Однако, выдвинув ряд контрпредложений, она фактически продемонстрировала отказ от участия в подготовке конгресса[1158]. Петербург в этой ситуации опускал руки. Горчаков писал Штакельбергу в Вену, что «наша предварительная задача выполнена. Мы ослабим барьеры, которые могут оскорбить чувства Австрии. Мы не идем дальше этого. Мы не даем ей никаких советов. Если она считает, что военное дело будет для нее более выгодным, пускай делает это. Но если она предпочитает довериться возможности европейской встречи, пускай присоединяется»[1159]. Такая невнятность принятия решений и разборчивость в поведении стала грубейшей дипломатической ошибкой Вены. Она дала Бисмарку колоссальное преимущество, прежде всего, в общественном мнении Германии. Теперь Австрия становились виновницей срыва подготовки мирных переговоров, а Пруссия неким отверженным миротворцем, вынужденным готовиться к отстаиванию своей чести не мирным путем, но с оружием в руках[1160]. Австрия в общественном мнении превращалась в государство-агрессора[1161].

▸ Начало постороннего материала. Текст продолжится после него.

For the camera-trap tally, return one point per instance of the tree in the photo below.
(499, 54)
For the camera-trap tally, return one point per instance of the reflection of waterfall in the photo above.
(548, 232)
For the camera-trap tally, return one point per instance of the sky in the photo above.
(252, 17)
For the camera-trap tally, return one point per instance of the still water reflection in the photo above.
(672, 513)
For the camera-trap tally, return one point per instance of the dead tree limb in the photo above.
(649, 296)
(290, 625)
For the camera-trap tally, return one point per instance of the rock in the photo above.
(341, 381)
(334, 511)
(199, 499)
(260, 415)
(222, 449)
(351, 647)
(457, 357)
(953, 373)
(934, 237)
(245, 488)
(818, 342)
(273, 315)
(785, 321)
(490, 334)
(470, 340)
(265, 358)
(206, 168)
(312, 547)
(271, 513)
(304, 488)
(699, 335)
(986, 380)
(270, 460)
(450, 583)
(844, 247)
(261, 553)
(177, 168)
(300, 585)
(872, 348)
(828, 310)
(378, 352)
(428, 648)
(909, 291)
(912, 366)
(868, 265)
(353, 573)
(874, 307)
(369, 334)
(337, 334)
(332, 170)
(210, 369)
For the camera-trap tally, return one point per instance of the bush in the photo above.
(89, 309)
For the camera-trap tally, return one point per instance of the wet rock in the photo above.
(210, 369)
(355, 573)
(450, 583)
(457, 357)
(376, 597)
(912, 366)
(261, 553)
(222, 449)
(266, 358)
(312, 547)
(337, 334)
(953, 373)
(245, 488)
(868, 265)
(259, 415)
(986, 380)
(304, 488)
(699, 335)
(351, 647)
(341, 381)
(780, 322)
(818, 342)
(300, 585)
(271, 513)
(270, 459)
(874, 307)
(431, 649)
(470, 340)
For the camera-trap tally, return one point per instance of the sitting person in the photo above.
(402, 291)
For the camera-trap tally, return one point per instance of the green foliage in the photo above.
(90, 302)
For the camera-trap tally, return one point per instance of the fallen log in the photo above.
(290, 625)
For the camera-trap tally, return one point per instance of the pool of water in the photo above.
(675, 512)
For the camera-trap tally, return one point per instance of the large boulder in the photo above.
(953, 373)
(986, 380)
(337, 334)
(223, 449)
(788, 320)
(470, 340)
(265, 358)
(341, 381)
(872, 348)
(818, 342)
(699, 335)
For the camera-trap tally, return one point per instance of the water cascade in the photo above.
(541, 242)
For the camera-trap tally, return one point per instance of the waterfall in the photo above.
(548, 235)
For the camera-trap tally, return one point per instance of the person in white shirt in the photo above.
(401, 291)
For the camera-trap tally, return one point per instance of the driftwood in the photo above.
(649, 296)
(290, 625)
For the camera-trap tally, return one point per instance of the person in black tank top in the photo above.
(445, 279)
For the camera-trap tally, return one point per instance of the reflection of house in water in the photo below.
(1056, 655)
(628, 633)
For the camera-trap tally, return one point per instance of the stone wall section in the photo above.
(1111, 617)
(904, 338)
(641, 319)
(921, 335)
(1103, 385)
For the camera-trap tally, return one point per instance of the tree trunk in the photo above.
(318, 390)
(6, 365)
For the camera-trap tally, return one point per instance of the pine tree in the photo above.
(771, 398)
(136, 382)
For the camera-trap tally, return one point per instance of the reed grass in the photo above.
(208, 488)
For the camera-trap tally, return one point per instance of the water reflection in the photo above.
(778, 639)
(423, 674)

В этой связи не следует считать Бисмарка коварным подстрекателем конфликта, а австрийцев невинными жертвами состоявшегося заговора. Военные настроения Вены были ничуть не слабее берлинских[1162]. К вооруженным действиям против Пруссии австрийцев подталкивали две основные причины. Первой была финансовая. Тяжелое экономическое состояние, неурожаи, промышленный спад, бюджетный дефицит в 27 миллионов гульденов разъедали империю Габсбургов. Еще в 1864 г., когда австрийская делегация отправлялась в Лондон на конференцию для решения датского вопроса, Франц-Иосиф I наставлял руководителя делегации Людвига фон Бигелебена: «Нам нужны деньги. Достаньте нам денег»[1163]. «Положение австрийских финансов крайне затруднительно, писал «Вестник Европы», правительство еще до начала войны принуждено прибегнуть к выпуску ассигнаций»[1164]. «Санкт-Петербургские ведомости» сообщали, что «в Австрии чувствуется сильный недостаток в серебряной разменной монете. Нередкость увидеть лоскутки кредитного билета, ценностью в гульден; их разрывают на части для мелких уплат»[1165]. Насколько состояние было тяжелым, говорит тот факт, что австрийский министр финансов граф Иоганн Лариш фон Мённих был рад принять предложение британских банков о предоставлении Австрии займа под колоссальные 66 процентов. Последовавший вскоре вердикт Лариша был ожидаем: либо оздоровление государственного бюджета за счет победы над Пруссией и взыскания с нее военных контрибуций, либо признание государственного банкротства[1166]. Второй причиной была международно-политическая. Каждая последующая уступка Пруссии угрожала влиянию Австрийской монархии в Центральной Европе. Чтобы остановить эту политику сдачи своих интересов, Австрия нуждалась во втором Ольмюце, а в сложившихся новых условиях, это означало войну[1167]. Эти обстоятельства осложнялись для Австрии тяжелым внутриполитическим положением, поскольку после окончания Крымской войны австрийское правительство своими реформами «больше все ломало и разрушало старое, а стройного целого из всего этого еще не выходит»[1168].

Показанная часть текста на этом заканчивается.